An image that says ICIS 2017 Seoul Korea

Dr. James Gaskin, Assistant Professor of Information Systems at the BYU Marriott School of Business, was a member of one of three winning teams at the 2017 International Conference on Information Systems (ICIS) inaugural “paper-a-thon”. The conference, held in Seoul, South Korea in December 2017, featured information system professors, students, and professionals from around the world.

This year’s conference was the first to hold the paper-a-thon event. The session chair organized 20 teams according to the skills each team member brought. The teams were made up of current students and junior faculty, with four or five members per team.

Each team was given one hour to brainstorm ideas to see what their combined skills and assets could produce. They then drew some representation of this on their whiteboard. The mentors, who were selected prior to the conference by the session chair, were then able to roam between groups to see what the groups had come up with. The mentors then selected which group they wanted to support. Dr. Gaskin, who served as a group mentor, said that the selection process “was a bit like speed dating.”

After the mentors had chosen their groups, they brainstormed with their group for another hour. They filtered and refined their ideas until they came up with a story and study that was substantial enough to provide unique intellectual contributions to the field of information systems. The mentors gave their teams some final guidance and then let them loose. The teams worked overnight for the next 18 hours (in true hack-a-thon fashion) to analyze their data, refine their theories, and strengthen their contributions to the field as they developed their idea and prepared for a presentation to a panel of editors and senior scholars the next morning.
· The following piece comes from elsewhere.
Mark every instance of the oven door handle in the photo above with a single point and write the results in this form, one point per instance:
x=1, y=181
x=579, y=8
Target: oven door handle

The remaining teams (a few dropped out) delivered their presentation and the judges then deliberated for about an hour to choose the groups with the greatest potential to succeed at producing a publishable study at a top journal within the next three months. Teams were assessed on the substantiality of their intellectual contribution, the rigor of their analysis, the richness of their theory, and the overall maturity and preparation of their study.

Dr. Gaskin’s team was one of three winners selected from the paper-a-thon. His group’s paper was about the “technical debt” accumulated when taking shortcuts during the software development process – a debt which is eventually due and must be paid. They used qualitative interview data from software developers and quality assurance testers at small- and medium-sized software companies across Europe.

The winning teams were given the opportunity to present their study on the final day of the conference. More importantly, they were awarded the opportunity to have their paper fast-tracked for the Journal of the Association for Information Systems (JAIS), which is one of the top research journals in the field of information systems. Dr. Gaskin’s team is currently collecting additional data around the world to bolster their original findings in preparation for submission to JAIS by the end of March.